Your situation Recommended choice
You need full-ownership delivery on a defined project scope Quantiphi
You need a large dedicated team for an ongoing programme DataArt
Your budget is at the lower end Compare: Quantiphi (Not published) vs DataArt (Not published)
You need specialist depth in a specific vertical DataArt
You need staff augmentation or team extension DataArt
You need consulting before committing to a build Quantiphi

Use case fit: Quantiphi vs DataArt

Use case Quantiphi fit DataArt fit Winner
Enterprise financial-services AI programs requiring both scale and deep ML expertise Strong Strong Both equally
Cloud-native ML platform builds on GCP, AWS, or Azure at production scale Strong Limited Quantiphi
Enterprises wanting AI strategy consulting bundled with long-term software engineering delivery Limited Strong DataArt
Media or travel companies needing broad-based data and AI/ML capability Limited Strong DataArt
Fixed-price build Limited Limited Both equally
Staff augmentation Limited Limited Both equally

Verdict: Quantiphi vs DataArt

Quantiphi (4.4/5) is the stronger overall choice for most Machine Learning Development projects. AI-native firm that reached enterprise scale (2,600+ employees) without pivoting from generalist IT outsourcing.. It is best for enterprises, especially in financial services, needing AI delivery at scale with strong cloud-native ML platform engineering..
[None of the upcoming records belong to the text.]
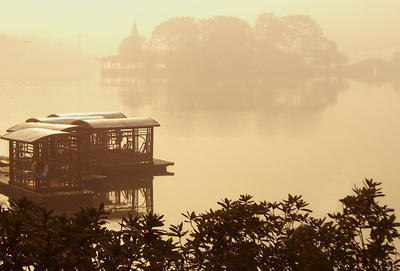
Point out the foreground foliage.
[0,180,400,270]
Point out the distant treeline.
[0,180,400,271]
[0,33,96,85]
[106,13,400,82]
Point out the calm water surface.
[0,79,400,224]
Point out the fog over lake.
[0,79,400,223]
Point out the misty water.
[0,78,400,224]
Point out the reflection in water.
[0,78,400,230]
[120,78,346,114]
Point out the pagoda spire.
[131,20,139,36]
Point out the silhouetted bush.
[0,180,400,270]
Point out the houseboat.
[0,112,174,214]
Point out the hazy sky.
[0,0,400,59]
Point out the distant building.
[97,22,165,85]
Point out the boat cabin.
[1,112,169,193]
[2,128,83,190]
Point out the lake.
[0,77,400,227]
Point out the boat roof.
[26,116,104,125]
[47,112,126,119]
[7,122,76,132]
[1,128,71,143]
[71,117,160,129]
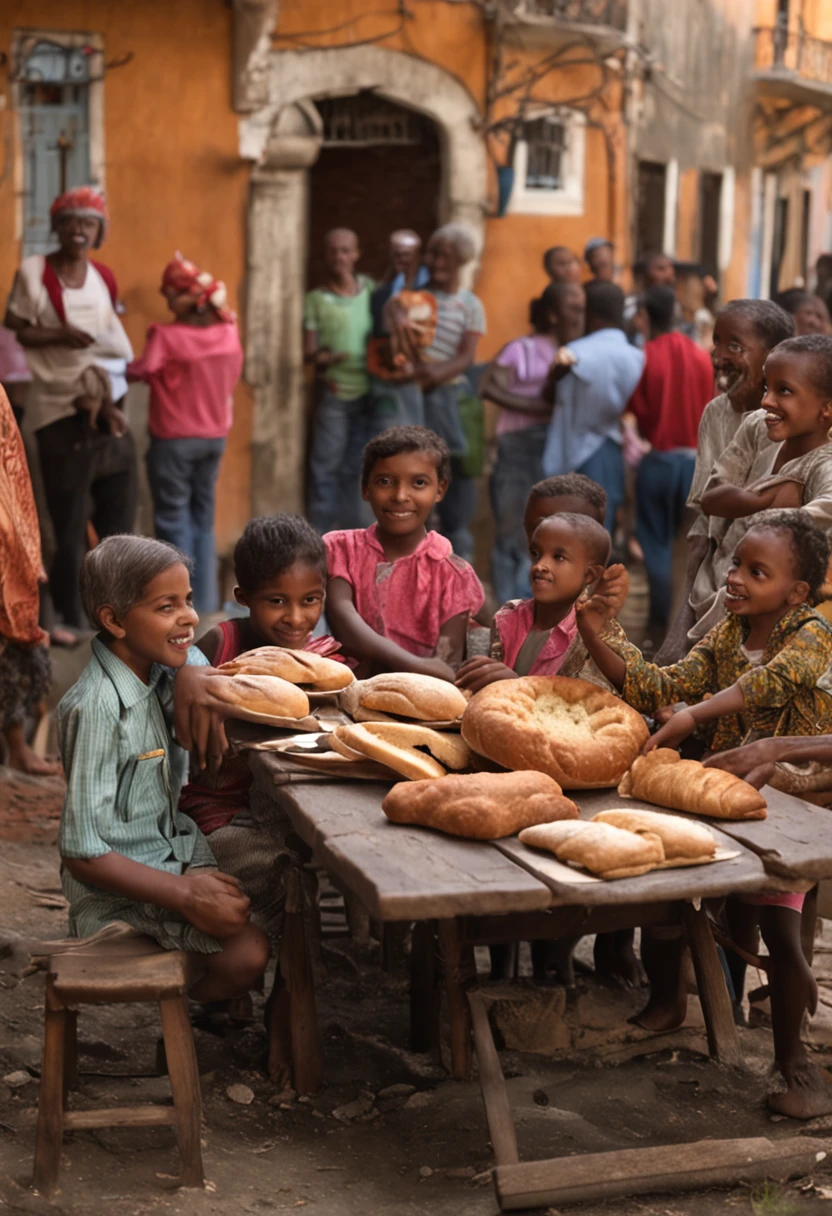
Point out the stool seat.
[49,936,199,1007]
[33,931,204,1197]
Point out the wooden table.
[240,751,832,1088]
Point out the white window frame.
[507,106,586,215]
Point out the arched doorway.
[307,90,442,287]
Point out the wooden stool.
[33,934,204,1195]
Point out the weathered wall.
[0,0,251,547]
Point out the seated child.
[578,511,832,1119]
[57,536,269,1001]
[692,334,832,634]
[179,514,338,941]
[324,427,484,681]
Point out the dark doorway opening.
[636,161,667,258]
[307,92,442,288]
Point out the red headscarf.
[162,250,234,321]
[49,186,109,249]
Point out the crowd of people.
[8,192,832,1118]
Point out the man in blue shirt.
[543,281,645,533]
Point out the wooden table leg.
[159,996,204,1187]
[682,903,744,1068]
[438,919,477,1081]
[468,992,519,1165]
[32,979,66,1198]
[410,921,442,1052]
[279,869,324,1093]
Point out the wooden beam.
[494,1136,830,1211]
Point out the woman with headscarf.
[128,253,243,613]
[4,186,136,626]
[0,388,60,776]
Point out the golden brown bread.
[330,722,471,781]
[341,671,468,722]
[618,748,766,820]
[219,646,355,692]
[462,676,647,789]
[592,807,716,866]
[382,772,578,840]
[519,821,664,878]
[218,676,309,717]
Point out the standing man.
[584,236,615,283]
[4,186,136,627]
[629,287,714,644]
[303,229,373,534]
[543,282,645,534]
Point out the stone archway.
[240,46,487,514]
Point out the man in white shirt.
[4,186,136,627]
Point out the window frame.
[507,106,586,215]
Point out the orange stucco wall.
[0,0,251,547]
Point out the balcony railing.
[754,22,832,86]
[515,0,628,32]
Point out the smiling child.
[324,427,484,681]
[57,536,269,1001]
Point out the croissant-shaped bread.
[618,748,766,820]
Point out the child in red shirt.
[324,427,485,681]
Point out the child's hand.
[641,709,696,756]
[181,869,252,938]
[456,654,517,693]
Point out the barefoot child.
[324,427,484,681]
[578,511,832,1119]
[57,536,269,1001]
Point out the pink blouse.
[494,599,578,676]
[324,524,485,658]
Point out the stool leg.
[63,1009,78,1107]
[32,979,66,1197]
[159,996,204,1187]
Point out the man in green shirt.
[303,229,375,533]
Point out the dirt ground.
[0,817,832,1216]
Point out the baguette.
[382,772,578,840]
[330,722,471,781]
[519,821,664,878]
[618,748,766,820]
[218,646,355,692]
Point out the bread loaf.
[218,676,309,717]
[519,821,664,878]
[591,807,716,866]
[219,646,355,692]
[618,748,766,820]
[462,676,647,789]
[341,671,468,722]
[382,772,578,840]
[330,722,471,781]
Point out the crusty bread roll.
[382,772,578,840]
[218,646,355,692]
[220,676,309,717]
[618,748,766,820]
[592,807,716,866]
[462,676,647,789]
[519,821,664,878]
[330,722,471,781]
[341,671,468,722]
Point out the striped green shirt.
[57,637,217,875]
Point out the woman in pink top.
[324,427,484,680]
[479,283,584,603]
[128,253,243,613]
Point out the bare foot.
[766,1060,832,1119]
[9,743,61,777]
[628,993,687,1034]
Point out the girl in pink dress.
[324,427,484,681]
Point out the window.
[508,111,586,215]
[13,30,102,257]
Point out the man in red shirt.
[628,287,714,634]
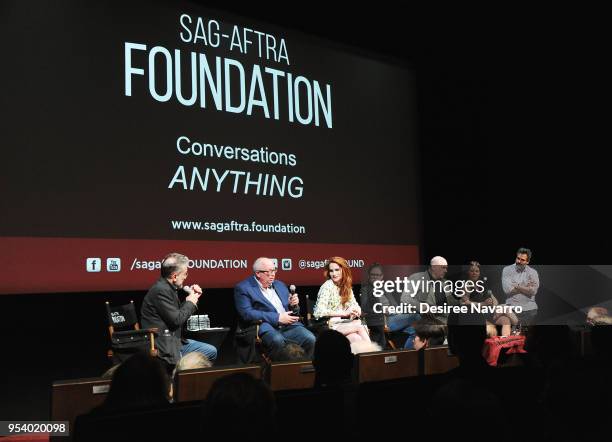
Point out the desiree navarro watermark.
[372,277,523,315]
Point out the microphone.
[289,284,300,316]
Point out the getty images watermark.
[372,277,523,315]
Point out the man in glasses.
[141,253,217,370]
[234,257,315,359]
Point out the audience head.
[279,342,306,361]
[429,256,448,279]
[102,352,169,411]
[203,373,276,440]
[586,307,609,325]
[312,330,353,387]
[465,261,482,282]
[368,262,385,284]
[175,351,212,372]
[448,313,487,365]
[412,318,446,350]
[516,247,531,267]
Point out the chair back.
[106,301,140,331]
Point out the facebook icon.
[85,258,102,272]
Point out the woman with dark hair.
[94,352,170,414]
[461,261,518,337]
[313,256,370,343]
[202,373,277,440]
[312,330,353,387]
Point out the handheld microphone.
[289,284,300,316]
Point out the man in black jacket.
[141,253,217,366]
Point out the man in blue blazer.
[234,258,315,359]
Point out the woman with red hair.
[313,256,370,343]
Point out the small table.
[482,335,527,367]
[185,327,230,349]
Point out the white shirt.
[502,264,540,311]
[255,278,285,313]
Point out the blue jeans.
[181,339,217,362]
[387,313,421,348]
[261,325,315,359]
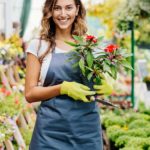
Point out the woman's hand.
[94,79,113,95]
[60,81,96,102]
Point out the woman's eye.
[67,7,72,10]
[54,7,60,10]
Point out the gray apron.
[29,53,103,150]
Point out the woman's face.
[52,0,79,30]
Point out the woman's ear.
[76,5,80,16]
[47,12,52,18]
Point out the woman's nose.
[61,9,66,16]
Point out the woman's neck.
[55,27,73,41]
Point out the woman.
[25,0,108,150]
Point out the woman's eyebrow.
[55,4,73,7]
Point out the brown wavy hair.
[38,0,87,62]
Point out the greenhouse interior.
[0,0,150,150]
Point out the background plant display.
[101,104,150,150]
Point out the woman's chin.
[58,25,70,30]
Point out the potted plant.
[143,76,150,91]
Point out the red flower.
[86,35,95,41]
[5,90,11,96]
[93,39,97,43]
[86,35,97,43]
[15,99,20,105]
[104,44,119,53]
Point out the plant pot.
[145,82,150,91]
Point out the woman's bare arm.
[25,53,60,103]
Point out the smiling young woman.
[25,0,103,150]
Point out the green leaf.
[79,58,85,75]
[110,66,117,80]
[65,41,78,47]
[103,63,111,72]
[73,35,83,43]
[86,52,93,68]
[72,62,79,68]
[121,60,133,70]
[87,72,93,81]
[97,36,104,42]
[85,66,93,71]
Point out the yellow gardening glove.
[94,79,113,95]
[60,81,96,102]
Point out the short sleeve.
[26,39,39,57]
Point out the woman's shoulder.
[26,37,48,56]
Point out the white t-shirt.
[26,39,67,86]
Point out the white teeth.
[59,19,68,23]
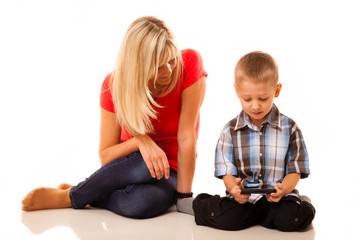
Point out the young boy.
[193,51,315,231]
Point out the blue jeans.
[70,152,177,218]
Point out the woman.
[22,17,207,218]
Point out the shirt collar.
[235,104,281,131]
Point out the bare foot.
[21,187,71,211]
[58,183,74,190]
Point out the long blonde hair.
[112,16,182,136]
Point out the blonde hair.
[111,16,182,136]
[235,51,279,85]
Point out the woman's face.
[149,56,176,93]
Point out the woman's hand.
[230,178,251,204]
[134,135,170,179]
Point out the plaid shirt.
[215,104,310,203]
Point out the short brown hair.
[235,51,279,85]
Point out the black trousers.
[193,193,315,231]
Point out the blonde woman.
[22,17,207,218]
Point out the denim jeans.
[193,193,316,231]
[70,152,177,218]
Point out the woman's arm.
[177,77,206,193]
[99,108,170,179]
[99,108,139,166]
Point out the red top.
[100,49,207,171]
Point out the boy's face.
[234,79,282,127]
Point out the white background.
[0,0,360,238]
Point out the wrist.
[175,191,194,199]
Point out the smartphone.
[241,188,276,194]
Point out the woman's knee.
[111,184,174,219]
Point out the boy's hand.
[266,183,284,202]
[230,178,251,204]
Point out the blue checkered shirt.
[215,104,310,203]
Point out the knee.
[112,184,174,219]
[268,197,315,232]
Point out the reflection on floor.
[9,208,315,240]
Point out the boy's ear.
[275,83,282,97]
[233,83,240,98]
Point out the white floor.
[0,191,359,240]
[0,0,360,240]
[6,205,316,240]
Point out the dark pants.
[193,193,315,231]
[70,152,177,218]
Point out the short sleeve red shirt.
[100,49,207,171]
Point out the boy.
[193,51,315,231]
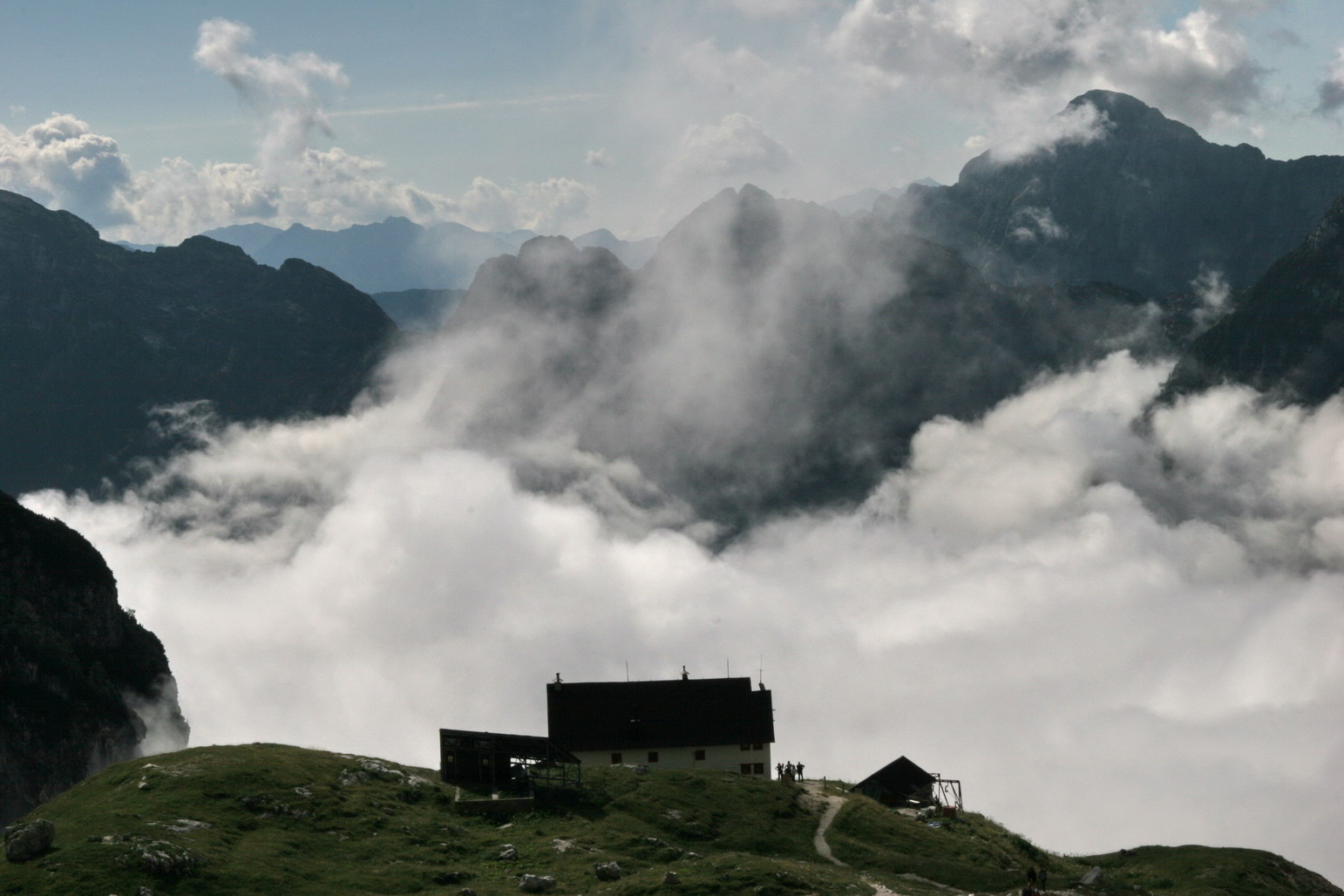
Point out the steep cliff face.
[1164,196,1344,404]
[880,90,1344,295]
[0,191,395,493]
[0,493,188,824]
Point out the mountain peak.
[1061,90,1203,141]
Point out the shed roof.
[850,757,937,795]
[546,677,774,751]
[438,728,578,763]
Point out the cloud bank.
[25,345,1344,876]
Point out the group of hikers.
[1022,868,1046,896]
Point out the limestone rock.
[593,862,621,880]
[518,874,555,893]
[4,818,57,862]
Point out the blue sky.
[8,0,1344,239]
[8,0,1344,881]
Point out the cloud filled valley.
[8,0,1344,881]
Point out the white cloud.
[1316,45,1344,114]
[668,112,793,179]
[193,19,348,174]
[25,343,1344,873]
[0,19,603,243]
[1009,206,1069,243]
[583,148,615,168]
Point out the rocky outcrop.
[445,186,1188,532]
[1163,196,1344,404]
[0,191,395,493]
[879,90,1344,295]
[0,493,187,824]
[4,818,57,862]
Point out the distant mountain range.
[203,218,657,295]
[0,493,188,825]
[876,90,1344,295]
[0,191,395,493]
[821,177,942,216]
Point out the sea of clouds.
[10,0,1344,880]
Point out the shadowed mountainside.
[0,493,187,824]
[0,191,395,493]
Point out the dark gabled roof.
[546,678,774,751]
[850,757,937,797]
[438,728,578,763]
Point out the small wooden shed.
[850,757,938,806]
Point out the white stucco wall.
[574,744,774,777]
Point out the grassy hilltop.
[0,744,1344,896]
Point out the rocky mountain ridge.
[876,90,1344,295]
[0,191,395,493]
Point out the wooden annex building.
[546,673,774,777]
[438,728,580,797]
[850,757,961,810]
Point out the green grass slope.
[0,744,1341,896]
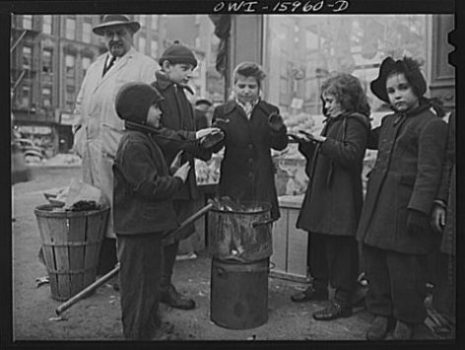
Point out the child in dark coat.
[151,42,219,310]
[357,57,447,340]
[113,83,190,340]
[291,73,370,320]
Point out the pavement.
[12,166,448,343]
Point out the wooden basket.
[34,204,110,301]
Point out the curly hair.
[320,73,370,117]
[233,62,266,88]
[386,56,426,98]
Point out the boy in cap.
[113,83,190,340]
[152,42,221,310]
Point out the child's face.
[234,74,258,103]
[163,61,194,85]
[386,73,420,112]
[322,92,344,118]
[147,105,162,128]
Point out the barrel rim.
[210,201,271,215]
[34,204,110,217]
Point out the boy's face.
[104,25,133,57]
[147,105,162,128]
[386,73,420,112]
[163,61,194,85]
[322,92,343,118]
[234,74,258,103]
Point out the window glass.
[42,87,52,107]
[42,15,52,34]
[65,17,76,40]
[42,50,53,73]
[150,40,158,60]
[264,15,427,126]
[23,15,32,29]
[82,22,92,43]
[22,46,32,69]
[139,36,145,53]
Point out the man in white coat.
[74,14,158,275]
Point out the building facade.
[10,14,224,156]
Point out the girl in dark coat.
[357,57,447,340]
[212,62,287,220]
[113,83,190,340]
[292,74,370,320]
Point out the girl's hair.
[233,62,266,89]
[386,57,445,118]
[320,73,370,117]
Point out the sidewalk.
[12,168,444,341]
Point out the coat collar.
[155,70,194,95]
[224,100,272,114]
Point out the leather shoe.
[392,320,413,340]
[313,300,352,321]
[291,286,328,303]
[366,316,389,340]
[160,284,195,310]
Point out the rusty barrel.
[210,258,269,329]
[208,202,273,262]
[34,204,110,301]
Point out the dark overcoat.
[113,126,183,235]
[357,104,447,254]
[151,71,211,200]
[296,113,370,236]
[437,113,456,256]
[213,101,288,220]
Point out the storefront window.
[42,15,52,34]
[82,22,92,43]
[264,15,427,130]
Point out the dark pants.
[118,233,163,340]
[309,232,358,303]
[97,237,118,275]
[161,200,195,286]
[363,245,427,324]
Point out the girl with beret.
[357,57,447,340]
[291,73,370,321]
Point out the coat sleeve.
[269,108,289,151]
[321,118,368,168]
[436,113,455,204]
[210,107,228,153]
[408,118,447,215]
[116,142,183,200]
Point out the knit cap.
[158,41,197,68]
[115,83,163,124]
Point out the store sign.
[61,113,74,125]
[18,125,52,135]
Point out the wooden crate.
[270,195,308,281]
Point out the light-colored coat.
[73,48,158,238]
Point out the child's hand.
[195,128,221,139]
[299,130,326,142]
[170,150,184,174]
[173,162,191,182]
[431,205,446,232]
[268,112,284,131]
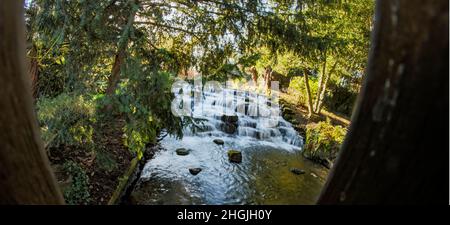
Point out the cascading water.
[132,88,326,204]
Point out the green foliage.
[63,161,90,205]
[95,150,117,172]
[303,121,347,161]
[37,93,95,147]
[115,55,183,157]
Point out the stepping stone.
[189,168,202,176]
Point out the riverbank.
[48,118,134,205]
[280,94,350,169]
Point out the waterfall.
[176,88,303,149]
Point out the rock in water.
[220,115,239,124]
[228,150,242,163]
[220,115,239,134]
[213,139,225,145]
[176,148,190,155]
[221,123,237,134]
[290,168,305,175]
[189,168,202,176]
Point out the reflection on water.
[132,88,327,204]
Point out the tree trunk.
[313,49,327,112]
[315,61,337,114]
[105,0,138,108]
[28,45,39,99]
[0,0,63,204]
[318,0,449,204]
[106,49,125,96]
[303,69,313,118]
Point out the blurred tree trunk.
[318,0,449,204]
[303,69,313,118]
[0,0,63,204]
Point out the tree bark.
[303,69,313,118]
[28,45,39,99]
[105,48,126,96]
[0,0,63,204]
[318,0,449,204]
[105,0,138,106]
[315,61,337,114]
[313,49,327,112]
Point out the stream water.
[132,86,327,204]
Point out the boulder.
[220,115,239,125]
[189,168,202,176]
[228,149,242,163]
[290,168,305,175]
[176,148,190,155]
[213,139,225,145]
[221,123,237,134]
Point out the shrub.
[37,93,95,147]
[303,121,347,163]
[63,161,90,205]
[95,150,117,172]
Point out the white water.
[135,87,324,204]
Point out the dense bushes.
[303,121,347,164]
[37,93,95,147]
[63,161,90,205]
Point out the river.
[128,89,328,204]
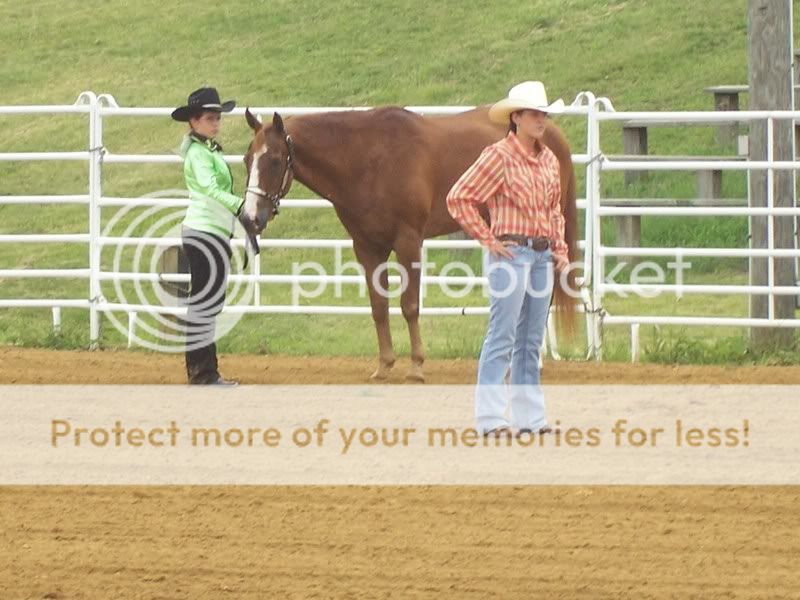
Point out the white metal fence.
[0,92,800,358]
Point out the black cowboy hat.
[172,88,236,123]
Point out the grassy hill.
[0,0,798,361]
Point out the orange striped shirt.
[447,132,568,261]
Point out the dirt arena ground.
[0,348,800,600]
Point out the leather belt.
[497,233,552,252]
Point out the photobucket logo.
[102,190,256,352]
[284,255,692,306]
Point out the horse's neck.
[286,113,349,204]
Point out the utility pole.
[747,0,800,352]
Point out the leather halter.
[247,134,294,215]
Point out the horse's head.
[241,108,294,235]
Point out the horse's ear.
[244,106,261,133]
[272,113,285,135]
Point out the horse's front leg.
[353,238,395,380]
[395,232,425,383]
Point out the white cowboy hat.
[489,81,564,125]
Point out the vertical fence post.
[586,98,603,360]
[89,92,103,350]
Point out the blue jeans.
[475,246,553,432]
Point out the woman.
[447,81,569,437]
[172,87,244,385]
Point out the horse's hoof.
[406,369,425,383]
[369,366,389,381]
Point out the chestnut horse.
[241,107,577,381]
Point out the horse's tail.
[548,122,578,340]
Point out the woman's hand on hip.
[487,240,514,258]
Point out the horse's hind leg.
[353,238,395,380]
[395,233,425,383]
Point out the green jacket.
[179,134,244,238]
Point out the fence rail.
[0,92,800,359]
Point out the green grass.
[0,0,800,362]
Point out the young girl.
[172,87,244,385]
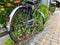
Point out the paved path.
[38,11,60,45]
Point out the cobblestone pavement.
[38,11,60,45]
[0,9,60,45]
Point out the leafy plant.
[6,39,14,45]
[40,4,49,20]
[49,6,55,12]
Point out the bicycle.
[7,1,45,42]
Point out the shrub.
[49,6,55,12]
[40,4,49,20]
[6,39,14,45]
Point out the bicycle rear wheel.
[9,7,32,42]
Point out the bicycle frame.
[6,6,25,32]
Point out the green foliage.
[6,39,14,45]
[49,6,55,12]
[40,4,49,20]
[0,0,15,25]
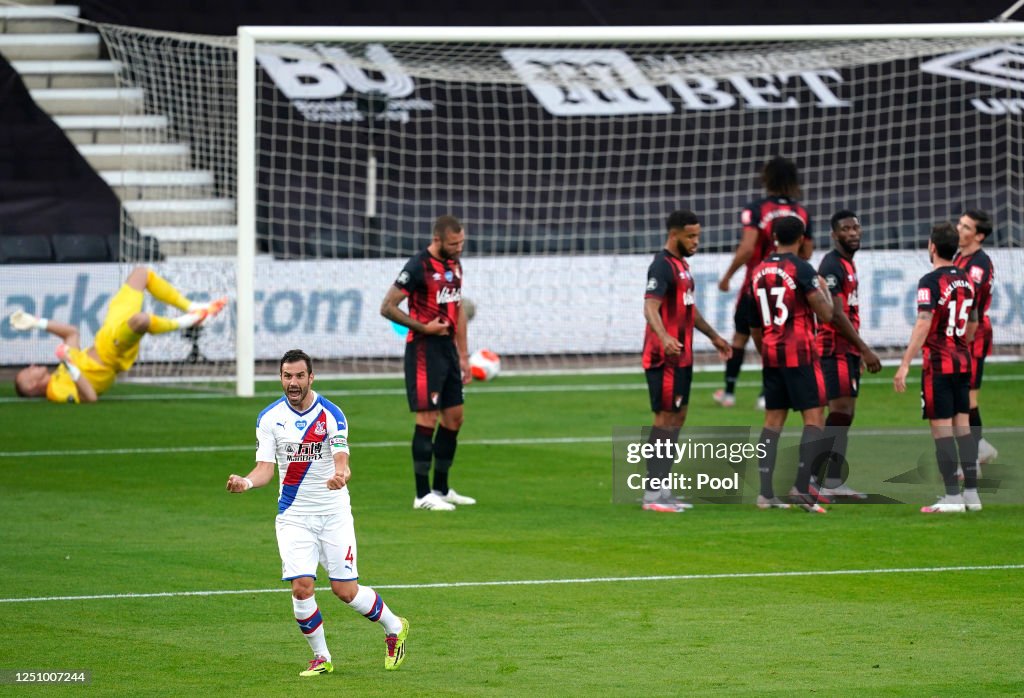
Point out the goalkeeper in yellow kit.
[10,267,227,403]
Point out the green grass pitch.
[0,364,1024,696]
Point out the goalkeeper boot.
[384,618,409,671]
[299,655,334,677]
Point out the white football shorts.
[276,512,359,581]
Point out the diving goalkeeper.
[10,267,227,403]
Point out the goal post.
[238,23,1024,394]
DataArt (3.9/5) is the better choice when enterprises across finance, media, healthcare, and retail wanting AI/ML from a long-established, globally distributed software engineering partner.. If your situation matches those criteria, DataArt is a competitive option.

Related comparisons

Quantiphi vs DataArt FAQ

Is Quantiphi better than DataArt?

Quantiphi (4.4/5) scores higher overall, but "better" depends on your use case. Quantiphi is better for enterprises, especially in financial services, needing AI delivery at scale with strong cloud-native ML platform engineering.. DataArt is better for enterprises across finance, media, healthcare, and retail wanting AI/ML from a long-established, globally distributed software engineering partner..

How do Quantiphi and DataArt differ in pricing?

Quantiphi uses fixed project and managed ai services pricing with a minimum engagement of Not published. DataArt uses fixed project, dedicated team, staff augmentation pricing with a minimum engagement of Not published. Neither firm publishes a full rate card; a discovery call is required for project-specific quotes.

Which is better for enterprise: Quantiphi or DataArt?

DataArt is the larger team and typically the better enterprise-scale choice. For very large programmes, verify team size and compliance coverage directly with each agency before shortlisting.

What are the main differences between Quantiphi and DataArt?

Quantiphi's primary differentiator is: ai-native firm that reached enterprise scale (2,600+ employees) without pivoting from generalist it outsourcing.. DataArt's primary differentiator is: 28 years of operating history across 30+ global delivery locations, with a newer (2024) dedicated ai strategy consulting service line.. They also differ in team size (1,001–5,000 vs 5,001–10,000), minimum engagement (Not published vs Not published), and primary industries served (Financial Services, Healthcare vs Financial Services, Media & Entertainment).

Last reviewed: July 2026. Verify all details directly with each agency before making a decision.